Christine calls in with a question for Ben. How did he feel when Lace locked lips with him right after they met? He was hoping to avoid the “physical part” that first night, but figured she was just being a big show-off. Another caller, who seems high, asks if the twins scare him. Ben insists not, although it doesn’t preclude him having really filthy sexual fantasies that would scare the twins.
Next is “This Week in Bachelor History,” a great way to fill time at a low cost. Everyone chuckles appreciatively as the amusing scenes from former seasons are played behind them. It’s explained that the wacky hijinks are the result of the fear and anxiety of that first eventful night, for which you are being paid large amounts of money to shmooze young chicks and drink a lot.
In another clip, Cowgirl Maegan discusses her viewpoints on whiskey, NASCAR, Huey the horse, and her apparently checkered background, in between many bleeps. Everyone agrees the little horse is her greatest asset.

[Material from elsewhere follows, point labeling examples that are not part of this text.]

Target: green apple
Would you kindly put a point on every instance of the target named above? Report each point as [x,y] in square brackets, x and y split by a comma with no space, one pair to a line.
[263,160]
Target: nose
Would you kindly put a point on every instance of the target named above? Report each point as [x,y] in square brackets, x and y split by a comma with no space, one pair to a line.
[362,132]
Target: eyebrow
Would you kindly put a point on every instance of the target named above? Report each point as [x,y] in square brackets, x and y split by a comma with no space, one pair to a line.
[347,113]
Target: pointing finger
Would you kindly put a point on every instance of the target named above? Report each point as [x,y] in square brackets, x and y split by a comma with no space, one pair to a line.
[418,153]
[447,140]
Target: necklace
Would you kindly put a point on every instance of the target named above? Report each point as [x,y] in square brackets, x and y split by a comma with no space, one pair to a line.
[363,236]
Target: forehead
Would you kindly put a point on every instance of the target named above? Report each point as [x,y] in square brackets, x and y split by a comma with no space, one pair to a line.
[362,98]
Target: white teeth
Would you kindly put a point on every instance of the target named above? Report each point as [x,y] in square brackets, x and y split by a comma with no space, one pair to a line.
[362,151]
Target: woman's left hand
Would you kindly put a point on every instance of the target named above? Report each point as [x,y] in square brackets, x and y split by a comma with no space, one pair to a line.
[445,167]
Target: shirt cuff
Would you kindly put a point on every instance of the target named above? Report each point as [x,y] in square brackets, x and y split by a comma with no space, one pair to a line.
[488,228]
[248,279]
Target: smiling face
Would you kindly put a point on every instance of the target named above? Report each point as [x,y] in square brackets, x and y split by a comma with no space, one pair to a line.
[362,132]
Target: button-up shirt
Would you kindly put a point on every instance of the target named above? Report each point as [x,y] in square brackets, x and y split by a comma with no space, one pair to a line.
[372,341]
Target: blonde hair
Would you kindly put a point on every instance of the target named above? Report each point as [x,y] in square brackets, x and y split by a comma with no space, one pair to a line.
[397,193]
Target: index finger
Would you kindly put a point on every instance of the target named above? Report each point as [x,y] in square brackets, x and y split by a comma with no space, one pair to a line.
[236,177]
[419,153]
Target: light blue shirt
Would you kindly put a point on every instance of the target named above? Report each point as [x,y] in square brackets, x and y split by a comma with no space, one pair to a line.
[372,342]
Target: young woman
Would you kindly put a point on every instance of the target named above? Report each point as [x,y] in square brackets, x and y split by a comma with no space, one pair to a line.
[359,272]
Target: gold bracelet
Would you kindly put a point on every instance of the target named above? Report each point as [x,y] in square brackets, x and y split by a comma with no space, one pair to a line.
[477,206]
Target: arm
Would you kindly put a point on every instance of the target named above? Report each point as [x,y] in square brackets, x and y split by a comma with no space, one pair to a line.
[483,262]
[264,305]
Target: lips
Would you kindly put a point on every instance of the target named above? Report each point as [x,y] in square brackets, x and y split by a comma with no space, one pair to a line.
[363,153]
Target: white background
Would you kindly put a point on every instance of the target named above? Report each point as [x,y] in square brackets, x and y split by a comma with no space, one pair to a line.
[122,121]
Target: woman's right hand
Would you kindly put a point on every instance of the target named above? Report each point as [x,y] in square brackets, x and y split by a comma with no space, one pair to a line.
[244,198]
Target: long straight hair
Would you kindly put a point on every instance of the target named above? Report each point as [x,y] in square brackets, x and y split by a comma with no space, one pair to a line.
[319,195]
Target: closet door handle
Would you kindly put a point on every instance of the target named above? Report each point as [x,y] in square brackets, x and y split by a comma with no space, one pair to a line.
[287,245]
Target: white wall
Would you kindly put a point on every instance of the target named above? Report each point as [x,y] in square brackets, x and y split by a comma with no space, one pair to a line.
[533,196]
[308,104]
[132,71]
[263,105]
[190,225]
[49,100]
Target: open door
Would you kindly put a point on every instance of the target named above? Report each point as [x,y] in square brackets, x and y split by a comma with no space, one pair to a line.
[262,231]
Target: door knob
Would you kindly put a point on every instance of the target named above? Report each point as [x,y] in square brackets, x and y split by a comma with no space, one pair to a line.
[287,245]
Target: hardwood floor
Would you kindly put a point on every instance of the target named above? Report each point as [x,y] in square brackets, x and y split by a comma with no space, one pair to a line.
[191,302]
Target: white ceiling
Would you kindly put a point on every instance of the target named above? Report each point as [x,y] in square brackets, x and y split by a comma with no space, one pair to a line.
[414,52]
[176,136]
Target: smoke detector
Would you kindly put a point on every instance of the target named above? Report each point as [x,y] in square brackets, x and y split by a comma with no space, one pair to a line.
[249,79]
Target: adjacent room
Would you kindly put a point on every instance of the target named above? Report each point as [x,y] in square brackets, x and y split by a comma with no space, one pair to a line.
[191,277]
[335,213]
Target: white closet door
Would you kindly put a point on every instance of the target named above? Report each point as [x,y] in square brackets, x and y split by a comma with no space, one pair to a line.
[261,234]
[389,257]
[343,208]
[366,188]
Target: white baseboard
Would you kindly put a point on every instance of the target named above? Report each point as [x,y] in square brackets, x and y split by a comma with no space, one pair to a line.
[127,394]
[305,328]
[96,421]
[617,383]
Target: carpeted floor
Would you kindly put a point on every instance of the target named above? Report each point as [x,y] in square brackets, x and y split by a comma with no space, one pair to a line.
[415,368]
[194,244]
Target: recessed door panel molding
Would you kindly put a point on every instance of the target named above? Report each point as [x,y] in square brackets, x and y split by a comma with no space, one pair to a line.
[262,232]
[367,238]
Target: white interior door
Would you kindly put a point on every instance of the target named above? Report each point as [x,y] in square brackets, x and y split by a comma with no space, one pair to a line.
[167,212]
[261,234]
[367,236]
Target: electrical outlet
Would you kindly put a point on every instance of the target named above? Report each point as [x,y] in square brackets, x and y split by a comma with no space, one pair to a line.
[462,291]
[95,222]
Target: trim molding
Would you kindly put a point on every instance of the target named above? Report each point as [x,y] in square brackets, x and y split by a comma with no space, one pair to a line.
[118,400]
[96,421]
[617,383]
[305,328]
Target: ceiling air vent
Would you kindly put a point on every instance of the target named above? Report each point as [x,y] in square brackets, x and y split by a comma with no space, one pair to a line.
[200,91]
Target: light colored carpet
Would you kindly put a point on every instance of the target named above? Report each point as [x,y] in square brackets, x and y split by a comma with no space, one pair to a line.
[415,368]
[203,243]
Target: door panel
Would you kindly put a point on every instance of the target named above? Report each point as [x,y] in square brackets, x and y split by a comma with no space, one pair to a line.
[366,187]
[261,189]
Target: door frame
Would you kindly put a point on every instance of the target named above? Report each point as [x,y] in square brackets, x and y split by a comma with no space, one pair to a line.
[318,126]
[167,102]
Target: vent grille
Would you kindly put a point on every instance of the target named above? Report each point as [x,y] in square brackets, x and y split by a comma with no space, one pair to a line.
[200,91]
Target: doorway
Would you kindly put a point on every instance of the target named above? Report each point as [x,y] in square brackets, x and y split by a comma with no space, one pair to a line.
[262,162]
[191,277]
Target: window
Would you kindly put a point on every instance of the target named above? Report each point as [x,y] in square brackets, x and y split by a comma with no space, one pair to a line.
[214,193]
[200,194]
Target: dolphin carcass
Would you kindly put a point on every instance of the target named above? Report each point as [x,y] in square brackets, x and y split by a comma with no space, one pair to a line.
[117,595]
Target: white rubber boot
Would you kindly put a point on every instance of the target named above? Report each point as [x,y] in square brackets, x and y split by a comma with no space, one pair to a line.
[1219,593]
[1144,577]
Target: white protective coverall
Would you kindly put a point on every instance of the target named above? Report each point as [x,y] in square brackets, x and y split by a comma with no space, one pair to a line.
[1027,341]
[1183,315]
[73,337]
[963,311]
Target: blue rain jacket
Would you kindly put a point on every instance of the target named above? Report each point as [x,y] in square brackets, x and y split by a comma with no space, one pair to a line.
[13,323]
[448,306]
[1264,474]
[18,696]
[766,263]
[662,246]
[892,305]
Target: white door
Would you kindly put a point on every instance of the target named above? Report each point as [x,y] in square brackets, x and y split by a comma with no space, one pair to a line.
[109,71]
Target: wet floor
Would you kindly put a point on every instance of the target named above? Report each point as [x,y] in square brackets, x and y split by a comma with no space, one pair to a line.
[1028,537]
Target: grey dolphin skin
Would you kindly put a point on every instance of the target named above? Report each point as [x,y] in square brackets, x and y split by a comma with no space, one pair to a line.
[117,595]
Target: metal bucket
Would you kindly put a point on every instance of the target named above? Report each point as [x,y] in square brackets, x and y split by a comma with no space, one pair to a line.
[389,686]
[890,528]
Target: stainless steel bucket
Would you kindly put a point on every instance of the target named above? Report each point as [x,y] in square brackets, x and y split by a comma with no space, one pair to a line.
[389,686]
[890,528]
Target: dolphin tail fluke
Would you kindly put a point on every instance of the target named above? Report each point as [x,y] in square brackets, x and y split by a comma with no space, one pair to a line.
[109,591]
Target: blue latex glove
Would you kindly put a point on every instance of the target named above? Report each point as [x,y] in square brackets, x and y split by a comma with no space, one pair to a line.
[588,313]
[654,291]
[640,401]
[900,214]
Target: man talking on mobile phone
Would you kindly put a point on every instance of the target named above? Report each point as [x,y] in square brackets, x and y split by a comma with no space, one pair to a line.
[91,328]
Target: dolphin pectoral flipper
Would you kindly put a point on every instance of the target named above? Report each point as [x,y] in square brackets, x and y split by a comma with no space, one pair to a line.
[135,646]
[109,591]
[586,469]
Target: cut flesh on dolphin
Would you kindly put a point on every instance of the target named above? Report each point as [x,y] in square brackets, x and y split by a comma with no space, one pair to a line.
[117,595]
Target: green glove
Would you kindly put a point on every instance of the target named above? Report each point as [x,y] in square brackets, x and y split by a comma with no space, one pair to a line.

Sophie calls in to ask Ben who he would have given a second First Impression Rose to. He thinks Jennifer. No one cares, Ben. A key appears on screen measuring strong audience reaction to Mandi, the football moment, and the twins. Meanwhile, no one in Bachelor Nation read a book in 2015.
Congratulations are offered to a couple of former bachelorettes who have gotten engaged, and then Whitney, Chris Soules’ dumped fiancee, calls in to report that she is very busy in her job making babies for women who do have committted lovers. She also claims to have met a new guy, one who stands no chance of being on Dancing with the Stars and having a fling with his much younger, more flexible partner.
Caller Kristen wants to know why there were no shirtless shots of Ben. He insists he needs to work out more. I bet it’s really because he has a third nipple.
Next Kaitlyn and Shawn are brought out to try to manufacture an awkward moment. Ben and Shawn have stayed great friends, because sharing their experiences of sex with Kaitlyn makes for strong bonds. How about all those rumors about the couple? “We laugh,” asserts Kaitlyn about the four Radar Online posts claiming they’ve broken up or are having a baby. They have set no date for their wedding, though, because the show was a rush and they want to have sex off-screen for a while.
Now Brooke Skypes from Texas to ask Ben how he was able to make his decisions about who got roses so quickly tonight. Actually, they added another couple of production assistants to the staff, so Ben had an easier time with that.
Following is a sneak peek of next week’s episode, when the same things happen that did this week, just with different dresses and shoes. Everyone claps in anticipation as Chris raises the issue of Lace accepting a rose, and then being angry that Ben didn’t pay enough attention to her. He wants to give her another chance, but an overwhelming majority of viewers feels he should have rescinded the rose. Bachelor Nation is like North Korea.